Our test vehicle was stylish enough sitting in our driveway. But when we climbed inside, we forgot about the exterior styling. The Veracruz's black and saddle brown interior was in a phrase word elegant, soothing and understated.
Materials were surprising pleasing to the touch. The leather was perforated and the smooth surfaces felt nonetheless soft.
It was one of the rare occasions that we approved of the understated use of silver satin plastic. In this case, it formed the template for the Veracruz's center stack which was simple, not cluttered with a lot of buttons and dials and it was easy to use. After a week in the Veracruz, the interior made us feel like we were still sliding into a comforting balm.
That ambience was present in the second row seats, where we found plenty of head and leg room. We think that the second row seats could hold three adults comfortable. Our test vehicle was equipped with a rear entertainment system as well as rear climate controls.
The 60/40 split second row seats were also adjustable. The backs could be tilted and the seats themselves could be slid back.
We were particularly interested in the third row seats. They folded flat creating an even cargo floor. When we got back there we thought the space snug. But our knees were not in our chest. In fact, after sitting in the third row for a few minutes, we thought a couple of average sized adults could survive a not too long ride back there.
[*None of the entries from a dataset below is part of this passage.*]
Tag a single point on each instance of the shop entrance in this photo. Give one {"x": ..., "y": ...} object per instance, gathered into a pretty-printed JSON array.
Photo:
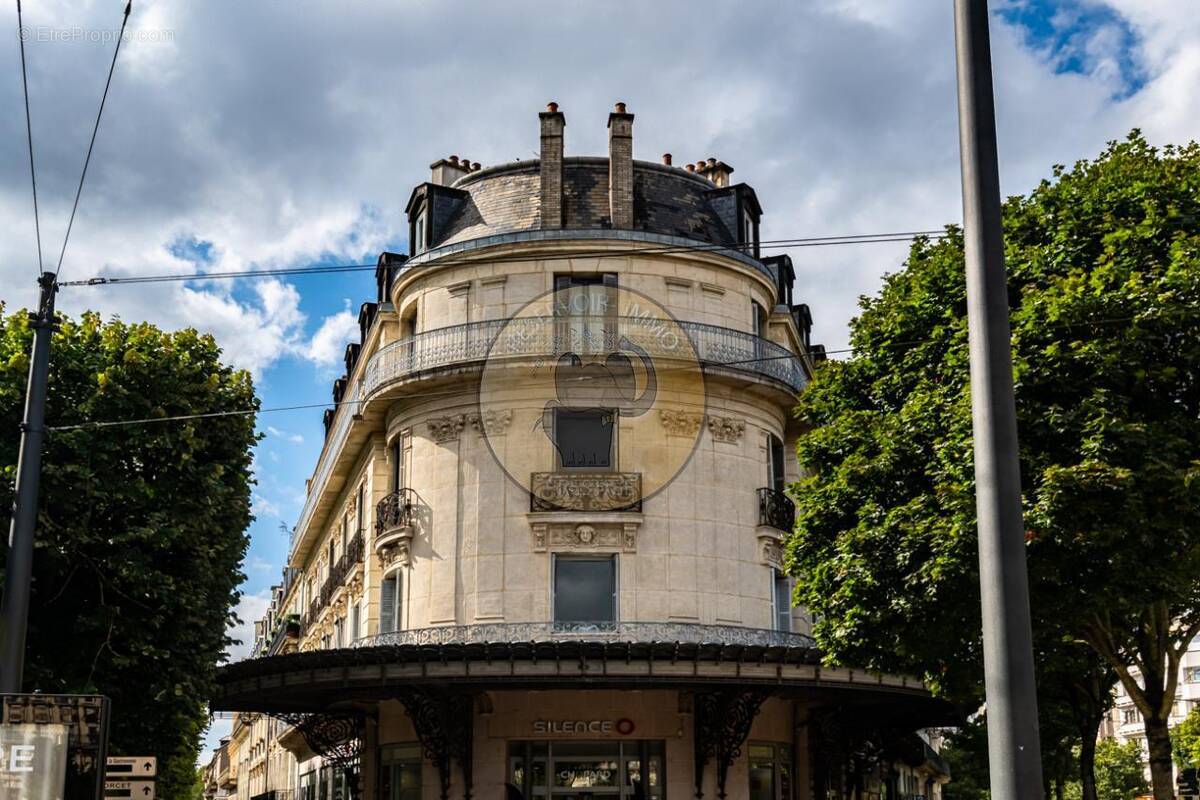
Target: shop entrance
[{"x": 587, "y": 770}]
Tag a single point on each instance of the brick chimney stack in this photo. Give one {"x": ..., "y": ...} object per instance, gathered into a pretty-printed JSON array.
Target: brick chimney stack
[
  {"x": 551, "y": 167},
  {"x": 621, "y": 168}
]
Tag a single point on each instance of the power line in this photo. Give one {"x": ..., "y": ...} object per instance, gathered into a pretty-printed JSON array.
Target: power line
[
  {"x": 777, "y": 244},
  {"x": 29, "y": 136},
  {"x": 87, "y": 161}
]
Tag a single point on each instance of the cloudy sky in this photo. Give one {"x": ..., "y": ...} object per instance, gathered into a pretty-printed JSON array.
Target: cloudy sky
[{"x": 280, "y": 132}]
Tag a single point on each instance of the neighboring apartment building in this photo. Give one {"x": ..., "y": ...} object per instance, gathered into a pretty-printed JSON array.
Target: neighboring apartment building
[
  {"x": 541, "y": 552},
  {"x": 1125, "y": 723}
]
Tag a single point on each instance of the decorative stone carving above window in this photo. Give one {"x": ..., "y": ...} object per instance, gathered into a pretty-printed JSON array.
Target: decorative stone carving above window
[
  {"x": 447, "y": 428},
  {"x": 726, "y": 428},
  {"x": 586, "y": 492},
  {"x": 681, "y": 423},
  {"x": 605, "y": 531},
  {"x": 492, "y": 422}
]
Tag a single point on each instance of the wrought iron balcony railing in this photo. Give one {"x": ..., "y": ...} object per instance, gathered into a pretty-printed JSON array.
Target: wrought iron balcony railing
[
  {"x": 335, "y": 579},
  {"x": 775, "y": 510},
  {"x": 606, "y": 631}
]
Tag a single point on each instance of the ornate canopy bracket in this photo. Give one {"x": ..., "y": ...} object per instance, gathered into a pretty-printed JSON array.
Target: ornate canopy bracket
[
  {"x": 337, "y": 738},
  {"x": 723, "y": 722},
  {"x": 444, "y": 723}
]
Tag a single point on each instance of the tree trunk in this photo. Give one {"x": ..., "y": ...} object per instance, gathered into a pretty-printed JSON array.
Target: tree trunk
[
  {"x": 1162, "y": 774},
  {"x": 1087, "y": 764}
]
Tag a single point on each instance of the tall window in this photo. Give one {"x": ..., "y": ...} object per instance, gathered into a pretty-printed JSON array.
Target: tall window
[
  {"x": 390, "y": 602},
  {"x": 781, "y": 600},
  {"x": 586, "y": 438},
  {"x": 775, "y": 457},
  {"x": 401, "y": 775},
  {"x": 771, "y": 773},
  {"x": 585, "y": 591}
]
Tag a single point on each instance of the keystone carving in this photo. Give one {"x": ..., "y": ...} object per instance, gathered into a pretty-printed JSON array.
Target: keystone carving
[
  {"x": 681, "y": 423},
  {"x": 726, "y": 428},
  {"x": 492, "y": 422},
  {"x": 447, "y": 428}
]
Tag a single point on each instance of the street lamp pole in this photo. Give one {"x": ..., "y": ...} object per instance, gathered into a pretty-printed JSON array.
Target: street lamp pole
[
  {"x": 1013, "y": 745},
  {"x": 19, "y": 565}
]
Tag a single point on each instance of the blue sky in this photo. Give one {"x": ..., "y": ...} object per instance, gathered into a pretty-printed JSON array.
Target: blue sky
[{"x": 277, "y": 133}]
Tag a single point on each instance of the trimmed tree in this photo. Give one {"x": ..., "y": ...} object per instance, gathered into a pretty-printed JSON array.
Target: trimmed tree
[
  {"x": 1104, "y": 290},
  {"x": 141, "y": 528}
]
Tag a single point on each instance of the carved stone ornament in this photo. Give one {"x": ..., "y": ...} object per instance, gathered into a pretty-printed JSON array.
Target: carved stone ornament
[
  {"x": 726, "y": 428},
  {"x": 559, "y": 531},
  {"x": 492, "y": 422},
  {"x": 681, "y": 423},
  {"x": 447, "y": 428}
]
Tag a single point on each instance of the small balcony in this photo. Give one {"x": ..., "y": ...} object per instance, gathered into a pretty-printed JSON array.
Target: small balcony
[
  {"x": 395, "y": 521},
  {"x": 586, "y": 492},
  {"x": 287, "y": 629},
  {"x": 775, "y": 510}
]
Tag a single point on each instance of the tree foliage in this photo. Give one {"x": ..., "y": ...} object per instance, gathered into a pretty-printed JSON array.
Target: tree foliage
[
  {"x": 141, "y": 528},
  {"x": 1104, "y": 290}
]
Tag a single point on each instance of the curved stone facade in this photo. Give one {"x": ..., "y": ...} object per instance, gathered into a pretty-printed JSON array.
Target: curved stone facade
[{"x": 475, "y": 607}]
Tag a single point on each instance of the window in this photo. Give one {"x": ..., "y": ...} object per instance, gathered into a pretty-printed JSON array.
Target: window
[
  {"x": 781, "y": 601},
  {"x": 775, "y": 461},
  {"x": 419, "y": 233},
  {"x": 390, "y": 602},
  {"x": 401, "y": 775},
  {"x": 771, "y": 773},
  {"x": 360, "y": 507},
  {"x": 585, "y": 591},
  {"x": 586, "y": 438}
]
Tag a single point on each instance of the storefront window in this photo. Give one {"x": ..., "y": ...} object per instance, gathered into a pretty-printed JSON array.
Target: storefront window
[
  {"x": 586, "y": 770},
  {"x": 401, "y": 775},
  {"x": 771, "y": 771}
]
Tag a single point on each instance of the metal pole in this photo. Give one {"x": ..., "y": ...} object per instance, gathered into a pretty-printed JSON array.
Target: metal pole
[
  {"x": 1013, "y": 746},
  {"x": 19, "y": 566}
]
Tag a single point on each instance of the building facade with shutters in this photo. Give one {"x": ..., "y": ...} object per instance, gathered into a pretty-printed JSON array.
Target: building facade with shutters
[{"x": 540, "y": 554}]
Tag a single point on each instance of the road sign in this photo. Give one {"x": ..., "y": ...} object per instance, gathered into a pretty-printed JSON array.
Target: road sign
[
  {"x": 132, "y": 767},
  {"x": 132, "y": 789}
]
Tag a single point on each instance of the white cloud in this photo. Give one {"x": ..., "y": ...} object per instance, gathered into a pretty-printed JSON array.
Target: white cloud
[
  {"x": 328, "y": 344},
  {"x": 294, "y": 438},
  {"x": 250, "y": 608}
]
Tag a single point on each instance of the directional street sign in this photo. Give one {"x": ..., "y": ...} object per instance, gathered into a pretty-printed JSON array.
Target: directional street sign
[
  {"x": 132, "y": 767},
  {"x": 131, "y": 789}
]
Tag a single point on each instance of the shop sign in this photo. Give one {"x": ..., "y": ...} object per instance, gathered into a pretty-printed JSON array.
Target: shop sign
[
  {"x": 623, "y": 727},
  {"x": 33, "y": 761}
]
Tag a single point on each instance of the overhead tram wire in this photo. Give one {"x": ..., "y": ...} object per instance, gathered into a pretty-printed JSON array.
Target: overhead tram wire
[
  {"x": 777, "y": 244},
  {"x": 29, "y": 137},
  {"x": 91, "y": 144},
  {"x": 184, "y": 417}
]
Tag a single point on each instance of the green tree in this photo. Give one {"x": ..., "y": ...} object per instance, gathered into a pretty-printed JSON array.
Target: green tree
[
  {"x": 1120, "y": 773},
  {"x": 1186, "y": 738},
  {"x": 141, "y": 527},
  {"x": 1104, "y": 289}
]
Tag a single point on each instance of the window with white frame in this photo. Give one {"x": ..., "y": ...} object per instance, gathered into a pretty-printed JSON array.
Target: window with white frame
[{"x": 391, "y": 602}]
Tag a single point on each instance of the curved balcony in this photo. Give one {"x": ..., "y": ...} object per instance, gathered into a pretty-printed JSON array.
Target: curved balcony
[
  {"x": 460, "y": 344},
  {"x": 526, "y": 632}
]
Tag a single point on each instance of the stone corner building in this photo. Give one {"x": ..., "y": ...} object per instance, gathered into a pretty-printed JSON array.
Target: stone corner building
[{"x": 445, "y": 629}]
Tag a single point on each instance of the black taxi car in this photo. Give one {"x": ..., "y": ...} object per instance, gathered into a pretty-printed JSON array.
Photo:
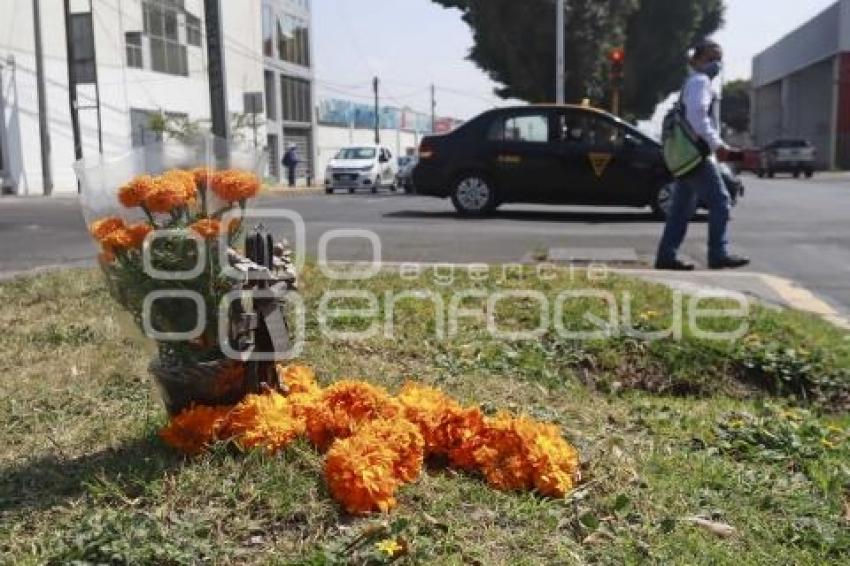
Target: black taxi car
[{"x": 550, "y": 154}]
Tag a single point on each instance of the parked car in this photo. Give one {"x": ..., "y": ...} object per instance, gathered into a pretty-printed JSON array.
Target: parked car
[
  {"x": 369, "y": 167},
  {"x": 546, "y": 154},
  {"x": 406, "y": 164},
  {"x": 788, "y": 156}
]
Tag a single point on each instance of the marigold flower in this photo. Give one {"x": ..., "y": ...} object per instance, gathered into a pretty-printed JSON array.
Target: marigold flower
[
  {"x": 202, "y": 176},
  {"x": 235, "y": 185},
  {"x": 405, "y": 439},
  {"x": 446, "y": 427},
  {"x": 183, "y": 181},
  {"x": 100, "y": 229},
  {"x": 165, "y": 197},
  {"x": 138, "y": 233},
  {"x": 520, "y": 453},
  {"x": 134, "y": 193},
  {"x": 105, "y": 257},
  {"x": 119, "y": 240},
  {"x": 390, "y": 547},
  {"x": 194, "y": 429},
  {"x": 264, "y": 421},
  {"x": 360, "y": 476},
  {"x": 344, "y": 407}
]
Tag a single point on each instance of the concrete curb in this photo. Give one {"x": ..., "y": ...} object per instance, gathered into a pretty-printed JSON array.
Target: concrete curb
[{"x": 286, "y": 192}]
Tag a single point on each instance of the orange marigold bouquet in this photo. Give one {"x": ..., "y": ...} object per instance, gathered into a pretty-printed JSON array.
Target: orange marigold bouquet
[
  {"x": 167, "y": 220},
  {"x": 376, "y": 443}
]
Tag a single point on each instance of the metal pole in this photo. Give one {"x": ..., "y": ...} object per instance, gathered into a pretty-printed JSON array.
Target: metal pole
[
  {"x": 44, "y": 131},
  {"x": 433, "y": 108},
  {"x": 216, "y": 72},
  {"x": 560, "y": 63},
  {"x": 72, "y": 86},
  {"x": 376, "y": 85}
]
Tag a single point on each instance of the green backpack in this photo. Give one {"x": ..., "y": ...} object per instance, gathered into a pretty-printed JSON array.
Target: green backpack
[{"x": 684, "y": 150}]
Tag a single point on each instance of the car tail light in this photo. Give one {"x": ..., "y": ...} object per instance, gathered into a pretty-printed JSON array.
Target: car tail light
[{"x": 426, "y": 150}]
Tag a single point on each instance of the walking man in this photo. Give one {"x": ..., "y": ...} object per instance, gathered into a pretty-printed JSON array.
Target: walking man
[
  {"x": 290, "y": 161},
  {"x": 705, "y": 183}
]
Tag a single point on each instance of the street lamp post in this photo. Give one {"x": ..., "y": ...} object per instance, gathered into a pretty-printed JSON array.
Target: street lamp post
[{"x": 560, "y": 64}]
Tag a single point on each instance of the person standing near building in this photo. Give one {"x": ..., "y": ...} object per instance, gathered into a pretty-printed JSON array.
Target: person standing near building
[
  {"x": 705, "y": 183},
  {"x": 290, "y": 162}
]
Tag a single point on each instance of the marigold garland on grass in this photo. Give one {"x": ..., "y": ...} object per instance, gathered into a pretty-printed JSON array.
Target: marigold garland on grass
[{"x": 377, "y": 443}]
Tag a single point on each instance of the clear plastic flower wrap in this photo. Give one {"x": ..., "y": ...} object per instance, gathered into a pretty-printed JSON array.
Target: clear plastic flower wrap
[{"x": 164, "y": 218}]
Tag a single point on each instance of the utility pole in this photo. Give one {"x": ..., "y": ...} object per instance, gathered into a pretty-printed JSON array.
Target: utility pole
[
  {"x": 433, "y": 108},
  {"x": 72, "y": 85},
  {"x": 560, "y": 65},
  {"x": 217, "y": 78},
  {"x": 44, "y": 131},
  {"x": 376, "y": 85}
]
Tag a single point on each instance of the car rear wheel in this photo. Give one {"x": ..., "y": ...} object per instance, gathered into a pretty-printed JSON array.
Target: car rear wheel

Our test vehicle ran silent and it ran fast when we needed it to. It was powered by a 3.8 liter V6 that made 260 horsepower and 257 pounds-feet of torque. The engine was mated to a six speed automatic transmission.
The engine ran smoothly and gear selection was almost silent. Even when we press down on accelerator, the Veracruz ran relatively quietly.
We were particularly impressed with the Veracruz's driving characteristics. Although it weighed almost 4,500 pounds, our test vehicle was rather spry on its treaded. It responded to driver input smartly. It cornered well it stayed fairly flat in the curves.
Every now and then we'd catch ourselves driving the Veracruz like it was a sedan rather than a utility vehicle. We were really pleased with the way it responded to our every command.
We had the top of the line Limited model. That meant that our Veracruz had all-wheel drive, a sunroof, premium audio system that included satellite radio and an in dash six disc CD player that included MP3 capability. It also had fob that would allow us to start the vehicle with put the key in the ignition, adjustable pedals and a power tilt/telescoping steering wheel.
Our test vehicle didn't have a navigation system, nor was it equipped with Bluetooth that turns compatible cell phones into hands free car phone. That's okay. We were still awfully impressed with Hyundai's Veracruz.
The sticker on our test vehicle was $38,225.